55 BC: Roman forces under Julius Caesar invaded Britain.

1278: Rudolf I (Hapsburg) defeated Ottocar II, king of Bohemia, at the Battle of Marchfeld Plain, north of Vienna. The victory was a turning point in the history of Central Europe in that it established the Hapsburgs as rulers in the region, from 1278 to 1918, 640 years.

1346: An outnumbered English army of 10,000 under Edward III defeated Philip VI's superior French forces in the battle of Crecy. It was the first battle at which the English used only infantry and longbowmen.

1498: In Rome, Italian artist Michelangelo, 23, was commissioned by Pope Alexander VI to carve the "Pieta" - Mary lamenting over the dead body of Jesus, Whom she holds across her lap. The work was completed in 1501.

1541: Suleiman I of Turkey captured Buda and annexed Hungary after his dispute with Archduke Ferdinand over claims to the kingdom.

1883: An extremely powerful eruption of a volcano on the island of Krakatoa in the Sundra Strait between Java and Sumatra began. The two-day eruption and associated tidal waves killed some 36,000 people and destroyed two-thirds of the island.
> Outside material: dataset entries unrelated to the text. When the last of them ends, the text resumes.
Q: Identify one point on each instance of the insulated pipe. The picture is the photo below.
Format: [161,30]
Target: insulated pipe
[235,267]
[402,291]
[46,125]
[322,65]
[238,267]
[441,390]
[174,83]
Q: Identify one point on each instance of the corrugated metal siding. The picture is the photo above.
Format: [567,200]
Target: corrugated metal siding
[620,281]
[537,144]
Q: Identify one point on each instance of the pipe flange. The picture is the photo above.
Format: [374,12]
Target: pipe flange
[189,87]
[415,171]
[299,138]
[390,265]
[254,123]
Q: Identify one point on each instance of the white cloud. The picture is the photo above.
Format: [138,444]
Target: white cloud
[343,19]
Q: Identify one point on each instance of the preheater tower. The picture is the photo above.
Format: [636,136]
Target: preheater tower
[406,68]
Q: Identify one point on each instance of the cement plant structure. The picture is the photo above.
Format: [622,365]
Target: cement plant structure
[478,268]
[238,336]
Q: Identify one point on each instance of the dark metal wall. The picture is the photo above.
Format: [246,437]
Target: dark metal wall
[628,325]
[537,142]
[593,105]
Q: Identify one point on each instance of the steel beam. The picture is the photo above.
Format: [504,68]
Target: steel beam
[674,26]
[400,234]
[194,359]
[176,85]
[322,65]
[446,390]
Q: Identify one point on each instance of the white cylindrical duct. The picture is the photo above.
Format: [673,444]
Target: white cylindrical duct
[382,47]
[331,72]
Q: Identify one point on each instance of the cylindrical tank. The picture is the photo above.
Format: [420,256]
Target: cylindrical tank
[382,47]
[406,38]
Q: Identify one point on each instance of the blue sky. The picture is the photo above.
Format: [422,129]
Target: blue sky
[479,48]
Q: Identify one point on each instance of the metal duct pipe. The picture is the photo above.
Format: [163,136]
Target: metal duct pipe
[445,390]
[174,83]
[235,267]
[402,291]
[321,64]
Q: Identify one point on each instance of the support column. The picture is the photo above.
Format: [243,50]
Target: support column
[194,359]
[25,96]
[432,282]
1901: The New Testament of the ASV (American Standard Version) Bible was first published. That U.S. edition of the 1881 English Revised Version (ERV) comprised the first major American Bible translation. The Revised Standard Version (RSV) of 1952, which is used as this Daily Bible Study's primary reference Bible, is an update of the American Standard Version of 1901.

1920: The 19th Amendment to the U.S. Constitution was ratified, giving women the vote.

1936: The Anglo-Egyptian Treaty established Egypt as a sovereign state after 50 years of British administration.

1978: Cardinal Albino Luciani of Venice was elected as Pope John Paul I. He served only 33 days before dying of an apparent heart attack on September 28.